Just one question; you got propofol??
When I got my colonoscopy I got a bit of wood (no leather straps - BSE don'tcha know) to bite on.
Seriously, how far up do you guys go? I was working on the day, went along had the procedure and after a suitable time went back to work.
Hope everything was OK and nothing found.
Just one question; you got propofol??When I got my colonoscopy I got a bit of wood (no leather straps - BSE don'tcha know) to bite on.

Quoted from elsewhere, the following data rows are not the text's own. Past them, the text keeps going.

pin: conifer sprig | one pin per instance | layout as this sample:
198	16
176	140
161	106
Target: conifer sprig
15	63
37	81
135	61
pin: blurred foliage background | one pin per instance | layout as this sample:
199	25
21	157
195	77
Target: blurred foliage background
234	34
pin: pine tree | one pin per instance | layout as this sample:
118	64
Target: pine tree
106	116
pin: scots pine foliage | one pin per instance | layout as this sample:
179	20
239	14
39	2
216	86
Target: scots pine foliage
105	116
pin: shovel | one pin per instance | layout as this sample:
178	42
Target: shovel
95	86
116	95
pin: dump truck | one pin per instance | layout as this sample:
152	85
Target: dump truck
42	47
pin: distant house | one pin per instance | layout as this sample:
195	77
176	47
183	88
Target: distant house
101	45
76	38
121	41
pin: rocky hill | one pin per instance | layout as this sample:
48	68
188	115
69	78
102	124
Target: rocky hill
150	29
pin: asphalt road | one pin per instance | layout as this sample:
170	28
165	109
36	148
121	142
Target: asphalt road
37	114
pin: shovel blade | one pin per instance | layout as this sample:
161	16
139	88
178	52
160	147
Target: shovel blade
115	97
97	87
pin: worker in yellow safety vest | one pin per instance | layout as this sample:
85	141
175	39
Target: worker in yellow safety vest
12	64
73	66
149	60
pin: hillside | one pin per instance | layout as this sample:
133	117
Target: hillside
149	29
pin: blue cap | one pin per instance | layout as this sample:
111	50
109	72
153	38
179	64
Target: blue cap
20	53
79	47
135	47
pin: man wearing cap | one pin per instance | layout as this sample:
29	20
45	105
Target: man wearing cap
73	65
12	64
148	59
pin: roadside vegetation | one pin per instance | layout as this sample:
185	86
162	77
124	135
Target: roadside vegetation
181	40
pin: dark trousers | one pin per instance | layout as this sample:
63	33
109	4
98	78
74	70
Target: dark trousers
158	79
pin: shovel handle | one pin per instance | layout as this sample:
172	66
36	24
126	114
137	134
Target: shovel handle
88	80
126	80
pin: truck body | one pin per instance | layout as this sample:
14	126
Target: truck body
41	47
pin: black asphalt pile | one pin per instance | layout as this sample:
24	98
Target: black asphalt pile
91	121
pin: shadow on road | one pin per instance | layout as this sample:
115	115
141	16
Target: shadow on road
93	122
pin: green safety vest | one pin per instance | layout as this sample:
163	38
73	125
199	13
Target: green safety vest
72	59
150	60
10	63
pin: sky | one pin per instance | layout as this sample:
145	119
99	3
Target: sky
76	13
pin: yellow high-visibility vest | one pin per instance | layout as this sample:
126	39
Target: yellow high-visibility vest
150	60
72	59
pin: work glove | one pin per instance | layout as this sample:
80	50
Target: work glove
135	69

Reminds me of a time when no comfort meds were used with colonoscopies:
Back in 1986, an extremely hard-of-hearing elderly Patient was to undergo a Colonoscopy. We were in a closed room, so I felt comfortable SPEAKING VERY LOUDLY!I explained every portion of the procedure in minute detail. The Patient would reply now and then with "uh huh" indicating understanding. FIRST, THE DOCTOR WILL SPREAD YOUR CHEEKS ! "uh huh" THEN THE DOCTOR WILL APPLY THE LUBRICANT! "uh huh" THEN THE DOCTOR WILL INSERT THE SCOPE! "uh huh". Through the entire explanation of the Procedure.
Silently, the stone faced Doctor walked into the room and without a word, sat down, spread the Patient's cheeks, applied lubricant, and readied the scope for insertion.
HERE IT COMES! I yelled.
The Doctor lost it, laughing.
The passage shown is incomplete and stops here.